Em resumo, a situação de facto com que se depararam os dois acórdãos não é substancialmente idêntica porque, num caso, foi infirmada a existência ou a suficiência dos indicadores que suportavam certa conclusão da administração e, no outro caso, confirmada a suficiência de indicadores que suportavam uma conclusão diversa da administração e, tendo sido ultrapassada essa questão, foi também concluído que o sujeito passivo não tinha, por sua vez, demonstrado os factos pressupostos do seu direito à dedução.
Do sobredito recorre que também não é o mesmo o quadro jurídico aplicável, num caso e no outro.
No caso do acórdão fundamento, os julgadores tiveram que decidir sobre quem recai o ónus de falta de prova da factualidade tipificada no artigo 19.°, n.º 4, do Código e IVA, quando a administração não chega sequer a reunir indicadores de facto que justifiquem a conclusão a que chegou no procedimento [ou seja, os «indícios fundados» a que alude a alínea a) do n.º 2 do artigo 75.° da Lei Geral Tributária].

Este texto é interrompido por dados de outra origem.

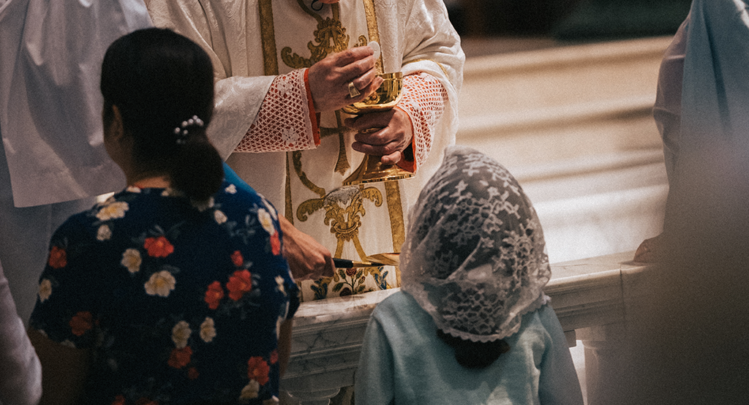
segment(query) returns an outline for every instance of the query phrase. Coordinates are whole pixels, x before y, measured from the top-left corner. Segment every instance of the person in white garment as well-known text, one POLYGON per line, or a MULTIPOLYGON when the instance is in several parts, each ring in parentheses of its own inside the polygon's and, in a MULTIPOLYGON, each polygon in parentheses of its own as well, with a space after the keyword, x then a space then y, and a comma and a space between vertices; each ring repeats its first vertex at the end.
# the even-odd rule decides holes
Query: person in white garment
POLYGON ((33 405, 42 396, 42 366, 31 346, 0 265, 0 404, 33 405))
MULTIPOLYGON (((442 0, 146 5, 154 25, 187 36, 211 56, 216 116, 209 136, 232 168, 284 213, 287 250, 297 241, 324 246, 299 257, 313 270, 324 267, 326 255, 363 260, 400 251, 403 213, 457 130, 465 57, 442 0), (367 46, 373 41, 379 57, 367 46), (380 85, 379 71, 403 73, 399 105, 359 118, 343 113, 380 85), (342 187, 364 153, 415 176, 342 187), (315 242, 294 238, 297 230, 315 242)), ((392 267, 338 269, 304 282, 303 299, 397 286, 395 273, 392 267)))
POLYGON ((142 0, 0 0, 0 263, 28 320, 52 232, 124 177, 107 158, 99 71, 150 26, 142 0))

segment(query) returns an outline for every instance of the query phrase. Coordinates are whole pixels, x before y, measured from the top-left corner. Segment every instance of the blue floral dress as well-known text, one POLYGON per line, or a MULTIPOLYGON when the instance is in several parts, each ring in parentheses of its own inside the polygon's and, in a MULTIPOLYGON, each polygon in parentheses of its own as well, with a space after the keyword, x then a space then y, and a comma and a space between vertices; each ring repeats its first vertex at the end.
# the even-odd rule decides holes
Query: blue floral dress
POLYGON ((273 206, 129 187, 55 233, 30 325, 94 350, 83 403, 275 403, 278 327, 299 306, 273 206))

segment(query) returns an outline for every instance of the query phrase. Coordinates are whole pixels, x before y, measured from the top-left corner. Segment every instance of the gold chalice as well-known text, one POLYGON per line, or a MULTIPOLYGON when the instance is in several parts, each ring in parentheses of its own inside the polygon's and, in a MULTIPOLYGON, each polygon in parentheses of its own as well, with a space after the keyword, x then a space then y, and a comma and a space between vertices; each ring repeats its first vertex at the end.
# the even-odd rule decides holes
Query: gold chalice
MULTIPOLYGON (((403 89, 403 73, 381 73, 378 76, 383 79, 382 85, 366 100, 343 107, 344 112, 360 115, 388 111, 398 105, 403 89)), ((371 132, 378 130, 380 128, 370 129, 371 132)), ((401 169, 398 165, 382 164, 380 156, 364 155, 359 167, 343 181, 343 185, 355 186, 410 177, 413 177, 413 173, 401 169)))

No caso do acórdão recorrido, os julgadores tiveram que decidir sobre quem recai o ónus da falta de prova da materialidade das operações quando a administração reúne indicadores bastantes de factos subsumíveis ao n.º 3 do mesmo artigo [ou seja, dá cabal cumprimento à alínea a) do n.º 2 do artigo 75.° da Lei Geral Tributária, reunindo «indícios fundados» de que as operações são objetivamente simuladas] e o sujeito passivo, perante esses indícios, não logra sequer alegar factos concretos aptos a demonstrar com suficiente consistência que as operações realmente ocorreram.».
3.2.1. 12. De todo o exposto deriva que não há identidade substancial da questão suscitada e que, por isso, não estão reunidos os requisitos para o conhecimento do mérito do recurso como pretendido pela Recorrente. Como a final se decidirá.

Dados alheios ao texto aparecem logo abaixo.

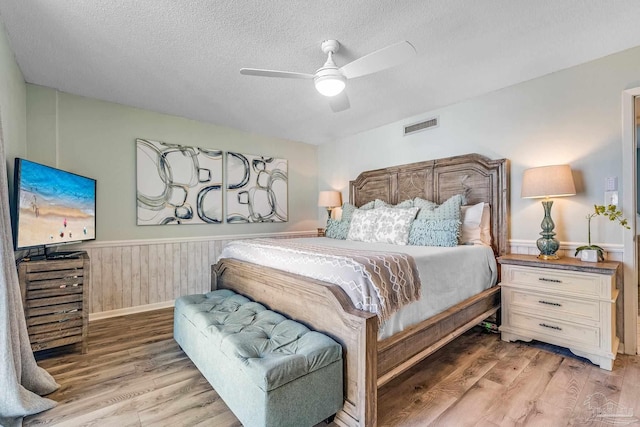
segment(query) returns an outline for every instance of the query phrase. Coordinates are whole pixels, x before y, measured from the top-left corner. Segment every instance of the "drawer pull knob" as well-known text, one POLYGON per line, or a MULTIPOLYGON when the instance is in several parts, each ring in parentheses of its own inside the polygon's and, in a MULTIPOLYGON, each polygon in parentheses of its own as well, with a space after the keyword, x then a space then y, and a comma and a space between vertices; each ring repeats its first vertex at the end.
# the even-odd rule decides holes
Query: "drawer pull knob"
POLYGON ((552 283, 562 283, 562 280, 558 279, 547 279, 546 277, 539 277, 538 280, 541 282, 552 282, 552 283))
POLYGON ((543 328, 555 329, 556 331, 561 331, 562 328, 560 326, 547 325, 546 323, 539 323, 543 328))
POLYGON ((550 301, 544 301, 544 300, 539 300, 538 302, 540 304, 547 304, 547 305, 553 305, 556 307, 562 307, 562 304, 558 304, 557 302, 550 302, 550 301))

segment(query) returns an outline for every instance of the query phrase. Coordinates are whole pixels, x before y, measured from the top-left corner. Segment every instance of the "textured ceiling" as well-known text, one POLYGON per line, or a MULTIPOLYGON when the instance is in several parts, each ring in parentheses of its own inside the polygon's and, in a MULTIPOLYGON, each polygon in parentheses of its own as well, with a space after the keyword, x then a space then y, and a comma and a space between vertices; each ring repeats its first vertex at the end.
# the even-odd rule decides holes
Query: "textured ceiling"
POLYGON ((640 45, 638 0, 0 0, 0 16, 29 83, 313 144, 640 45), (401 40, 418 55, 348 81, 340 113, 310 80, 239 73, 313 73, 325 39, 338 66, 401 40))

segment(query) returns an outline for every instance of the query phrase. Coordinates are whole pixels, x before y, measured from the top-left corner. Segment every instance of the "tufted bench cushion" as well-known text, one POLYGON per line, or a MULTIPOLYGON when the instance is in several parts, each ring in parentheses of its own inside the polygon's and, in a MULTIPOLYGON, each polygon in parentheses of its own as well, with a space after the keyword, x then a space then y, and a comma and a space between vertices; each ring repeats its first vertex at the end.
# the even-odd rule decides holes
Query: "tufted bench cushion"
POLYGON ((342 407, 342 347, 231 290, 178 298, 174 337, 245 426, 311 426, 342 407))

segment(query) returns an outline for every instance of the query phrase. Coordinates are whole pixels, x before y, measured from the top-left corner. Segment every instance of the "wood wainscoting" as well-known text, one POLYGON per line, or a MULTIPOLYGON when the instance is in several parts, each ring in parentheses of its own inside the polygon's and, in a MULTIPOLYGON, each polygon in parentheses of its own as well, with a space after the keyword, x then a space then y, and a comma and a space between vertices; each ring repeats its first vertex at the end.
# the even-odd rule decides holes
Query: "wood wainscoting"
MULTIPOLYGON (((95 315, 109 317, 109 312, 126 314, 126 309, 146 311, 145 306, 171 305, 181 295, 207 292, 211 265, 215 264, 222 248, 233 240, 316 235, 317 231, 313 230, 83 244, 78 249, 86 250, 91 259, 91 283, 88 286, 90 320, 95 315)), ((562 250, 565 256, 571 256, 575 251, 571 245, 565 244, 562 250)), ((622 252, 615 245, 609 245, 605 250, 608 259, 621 260, 622 252)), ((537 254, 537 251, 533 240, 509 242, 509 253, 537 254)))
MULTIPOLYGON (((255 237, 314 237, 317 231, 260 235, 207 236, 197 239, 157 239, 94 242, 80 246, 91 259, 89 314, 109 317, 146 311, 181 295, 205 293, 211 287, 211 265, 231 241, 255 237), (139 308, 140 310, 136 310, 139 308)), ((93 318, 91 319, 93 320, 93 318)))

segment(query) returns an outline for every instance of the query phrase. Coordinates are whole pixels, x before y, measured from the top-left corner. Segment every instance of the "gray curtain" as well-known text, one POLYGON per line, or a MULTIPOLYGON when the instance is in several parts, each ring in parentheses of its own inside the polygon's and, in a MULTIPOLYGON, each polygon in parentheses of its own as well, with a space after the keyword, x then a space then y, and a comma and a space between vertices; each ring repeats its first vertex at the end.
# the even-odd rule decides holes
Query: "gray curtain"
POLYGON ((21 426, 22 418, 50 409, 40 397, 59 386, 33 357, 24 320, 9 219, 9 185, 0 124, 0 425, 21 426))

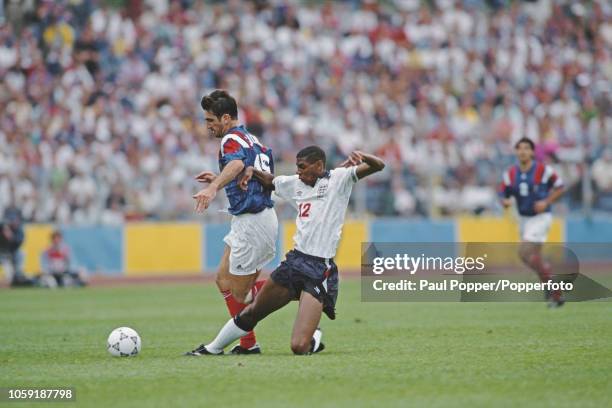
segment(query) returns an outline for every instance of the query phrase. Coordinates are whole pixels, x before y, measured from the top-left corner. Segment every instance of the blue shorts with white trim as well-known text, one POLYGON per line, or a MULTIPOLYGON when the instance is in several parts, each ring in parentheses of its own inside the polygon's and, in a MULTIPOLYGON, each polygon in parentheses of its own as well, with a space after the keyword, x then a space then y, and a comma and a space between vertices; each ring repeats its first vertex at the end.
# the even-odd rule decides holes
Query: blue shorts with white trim
POLYGON ((286 259, 272 272, 271 278, 289 289, 294 300, 299 300, 304 291, 318 299, 324 309, 335 309, 338 267, 333 259, 319 258, 294 249, 287 252, 286 259))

3.3. As custas da presente acção serão suportadas pela Recorrente, integralmente vencida, nos termos do artigo 527.º do CPC (aplicável ao processo judicial tributário Ex vi artigo 281.º do CPPT).
4. DECISÃO
Em face do exposto, decidem os Juízes do Pleno da Secção do Contencioso Tributário deste Supremo Tribunal Administrativo não conhecer o mérito do presente Recurso interposto para Uniformização de Jurisprudência.
Custas pela Recorrente.
Registe e notifique.
Lisboa, 27 de novembro de 2024 – Anabela Ferreira Alves e Russo (relatora) - Francisco António Pedrosa de Areal Rothes - Isabel Cristina Mota Marques da Silva – Joaquim Manuel Charneca Condesso - Nuno Filipe Morgado Teixeira Bastos - Aníbal Augusto Ruivo Ferraz – Gustavo André Simões Lopes Courinha - Pedro Nuno Pinto Vergueiro – João Sérgio Feio Antunes Ribeiro.